Lincoln Electric: Venturing Abroad

1. How was Lincoln Electric’s successful for so many years? Does Lincoln’s experience contradict Hertzberg’sassertions (motivation-hygiene theory) or does it support them? Please pay special attention to the way Hertzberg seems to be defining “motivation”.
            Lincoln Electric’s incentive system of piecework, annual bonus and guaranteed employment provided a positive factor that led to its success over the years. What happened in Lincoln Electric is anything but contradictory to Hertzberg’s findings. Hertzberg had identified intrinsic and extrinsic factors in the workforce motivation.
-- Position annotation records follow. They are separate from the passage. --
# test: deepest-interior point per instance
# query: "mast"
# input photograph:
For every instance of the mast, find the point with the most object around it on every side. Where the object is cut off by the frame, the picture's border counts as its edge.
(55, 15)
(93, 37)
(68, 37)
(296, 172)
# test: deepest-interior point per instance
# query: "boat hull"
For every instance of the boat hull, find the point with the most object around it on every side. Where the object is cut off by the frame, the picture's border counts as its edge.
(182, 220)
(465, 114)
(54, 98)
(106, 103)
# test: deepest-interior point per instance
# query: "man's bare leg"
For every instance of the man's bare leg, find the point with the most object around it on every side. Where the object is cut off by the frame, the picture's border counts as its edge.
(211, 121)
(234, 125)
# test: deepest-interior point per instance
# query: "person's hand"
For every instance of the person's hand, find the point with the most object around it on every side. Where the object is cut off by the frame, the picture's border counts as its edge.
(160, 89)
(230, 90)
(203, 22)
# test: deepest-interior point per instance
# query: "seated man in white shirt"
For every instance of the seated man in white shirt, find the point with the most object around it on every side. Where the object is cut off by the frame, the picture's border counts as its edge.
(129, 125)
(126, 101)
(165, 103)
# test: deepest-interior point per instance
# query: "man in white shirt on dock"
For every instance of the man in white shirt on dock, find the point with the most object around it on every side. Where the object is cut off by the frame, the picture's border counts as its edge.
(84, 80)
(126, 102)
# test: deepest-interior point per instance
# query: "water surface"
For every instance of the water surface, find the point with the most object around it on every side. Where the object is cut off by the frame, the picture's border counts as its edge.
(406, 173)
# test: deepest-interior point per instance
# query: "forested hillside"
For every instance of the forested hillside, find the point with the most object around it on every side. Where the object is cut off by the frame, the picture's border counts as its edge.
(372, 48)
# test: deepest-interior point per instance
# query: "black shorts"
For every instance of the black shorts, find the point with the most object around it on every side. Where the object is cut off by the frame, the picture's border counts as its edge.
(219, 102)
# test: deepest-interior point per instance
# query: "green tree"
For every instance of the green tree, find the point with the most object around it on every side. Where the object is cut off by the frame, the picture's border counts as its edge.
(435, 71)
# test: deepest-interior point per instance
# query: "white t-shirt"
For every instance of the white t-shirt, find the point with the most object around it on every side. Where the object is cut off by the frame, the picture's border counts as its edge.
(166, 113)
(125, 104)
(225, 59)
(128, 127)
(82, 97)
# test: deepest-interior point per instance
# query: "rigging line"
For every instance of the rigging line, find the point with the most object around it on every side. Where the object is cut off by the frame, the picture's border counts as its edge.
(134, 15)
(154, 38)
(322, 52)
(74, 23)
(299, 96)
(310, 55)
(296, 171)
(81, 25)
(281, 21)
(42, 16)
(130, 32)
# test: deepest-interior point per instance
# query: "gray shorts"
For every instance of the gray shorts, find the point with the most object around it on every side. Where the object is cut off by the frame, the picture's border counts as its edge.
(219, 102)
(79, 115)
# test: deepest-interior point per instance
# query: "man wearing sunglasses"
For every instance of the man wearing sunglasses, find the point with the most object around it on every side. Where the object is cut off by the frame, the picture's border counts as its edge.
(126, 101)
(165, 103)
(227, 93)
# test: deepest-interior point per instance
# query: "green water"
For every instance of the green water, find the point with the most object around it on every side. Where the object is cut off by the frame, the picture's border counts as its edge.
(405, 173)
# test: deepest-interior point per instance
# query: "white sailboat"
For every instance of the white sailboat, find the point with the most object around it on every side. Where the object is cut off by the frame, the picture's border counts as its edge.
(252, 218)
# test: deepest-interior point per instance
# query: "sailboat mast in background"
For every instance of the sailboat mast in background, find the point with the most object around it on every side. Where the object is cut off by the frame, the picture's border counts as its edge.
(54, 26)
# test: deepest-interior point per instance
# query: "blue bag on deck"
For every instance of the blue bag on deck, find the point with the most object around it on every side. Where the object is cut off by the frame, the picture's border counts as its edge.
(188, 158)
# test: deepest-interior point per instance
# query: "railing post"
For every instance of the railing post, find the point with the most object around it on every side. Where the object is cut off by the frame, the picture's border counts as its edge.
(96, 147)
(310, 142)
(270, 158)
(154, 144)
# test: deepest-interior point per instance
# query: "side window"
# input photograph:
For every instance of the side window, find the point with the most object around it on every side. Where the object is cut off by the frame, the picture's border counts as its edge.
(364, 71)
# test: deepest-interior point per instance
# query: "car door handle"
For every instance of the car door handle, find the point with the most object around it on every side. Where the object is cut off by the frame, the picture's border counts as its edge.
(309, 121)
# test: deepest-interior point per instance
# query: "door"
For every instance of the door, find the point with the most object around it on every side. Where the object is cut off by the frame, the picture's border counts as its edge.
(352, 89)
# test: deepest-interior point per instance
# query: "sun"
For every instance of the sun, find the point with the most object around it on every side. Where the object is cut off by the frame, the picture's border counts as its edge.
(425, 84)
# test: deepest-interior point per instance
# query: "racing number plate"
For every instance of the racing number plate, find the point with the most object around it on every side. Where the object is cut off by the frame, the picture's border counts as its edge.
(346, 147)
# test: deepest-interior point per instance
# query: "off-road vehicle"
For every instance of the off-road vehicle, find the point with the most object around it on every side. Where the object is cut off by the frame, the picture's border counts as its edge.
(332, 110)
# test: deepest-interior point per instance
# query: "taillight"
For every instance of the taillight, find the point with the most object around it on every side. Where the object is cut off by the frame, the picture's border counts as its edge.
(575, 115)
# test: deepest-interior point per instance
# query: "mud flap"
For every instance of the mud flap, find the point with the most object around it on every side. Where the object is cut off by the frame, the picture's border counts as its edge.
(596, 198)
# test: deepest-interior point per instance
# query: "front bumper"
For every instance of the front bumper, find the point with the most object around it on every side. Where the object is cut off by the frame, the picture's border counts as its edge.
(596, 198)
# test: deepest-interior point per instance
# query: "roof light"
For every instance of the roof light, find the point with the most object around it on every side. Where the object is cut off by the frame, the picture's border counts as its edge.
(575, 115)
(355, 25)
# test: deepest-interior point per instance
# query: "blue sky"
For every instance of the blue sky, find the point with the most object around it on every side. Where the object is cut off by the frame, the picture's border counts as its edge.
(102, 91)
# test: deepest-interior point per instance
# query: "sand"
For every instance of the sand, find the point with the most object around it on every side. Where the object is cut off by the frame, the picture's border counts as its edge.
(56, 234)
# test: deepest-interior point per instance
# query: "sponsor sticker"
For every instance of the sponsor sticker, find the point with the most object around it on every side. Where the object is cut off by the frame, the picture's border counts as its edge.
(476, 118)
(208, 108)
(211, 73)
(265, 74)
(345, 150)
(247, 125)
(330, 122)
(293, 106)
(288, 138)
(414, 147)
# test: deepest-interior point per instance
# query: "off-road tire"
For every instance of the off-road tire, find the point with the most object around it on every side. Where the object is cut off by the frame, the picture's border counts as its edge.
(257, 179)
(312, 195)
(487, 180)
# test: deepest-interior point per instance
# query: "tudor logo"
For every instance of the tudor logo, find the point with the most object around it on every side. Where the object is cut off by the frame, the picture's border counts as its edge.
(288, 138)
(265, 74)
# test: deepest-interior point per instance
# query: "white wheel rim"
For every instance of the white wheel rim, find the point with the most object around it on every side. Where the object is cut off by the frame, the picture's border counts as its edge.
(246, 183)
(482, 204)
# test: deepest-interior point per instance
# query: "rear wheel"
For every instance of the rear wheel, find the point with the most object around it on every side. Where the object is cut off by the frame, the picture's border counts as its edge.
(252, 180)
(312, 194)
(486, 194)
According to him, intrinsic factors such as personal growth, recognition, work itself, and autonomy tend to be important in individualistic country such as United States. However, extrinsic factors such as pay, working conditions, fringe benefits tend to be important in collectivistic societies such as Japan. Its subsidiaries in Canada and Australia did not face same problems as they did in Japan and Venezuela because its US centric incentive system was more attuned in these countries.

2. How did Lincoln failed to turn a profit on so many of the operations it acquired in other countries? Could its vaunted compensation system have worked in some of those operations?
            When Lincoln Electric expanded its operations internationally, it applied its US based incentive system elsewhere also. It did not take into account legal and cultural differences across the globe. For example, Europeans pay more value to vacation than to pay.  Such oversight was the root cause of its failure overseas. It is interesting to note that its compensation system in its fullest would not have worked abroad. In Germany, its vaunted piecework system is actually illegal.

3. Should Lincoln Electric proceed with its investment in Indonesia in 1996? If so, how? What should the company’s approach be to employee compensation?
            Its decision to invest in Indonesia must be made separate from its US centric corporate policies rather it must evaluate other risks and return factors. It must consider political stability, market size, legal environment, profit expectations as wells as cultural nearness. For the employee compensation, it must modify its US based employee compensation policy to match the host country’s cultural environment. It must be noted that Indonesia is falls into a collectivistic society spectrum. More attention must be paid to workplace environment than to intrinsic factors as Hertzberg’s assertions suggest.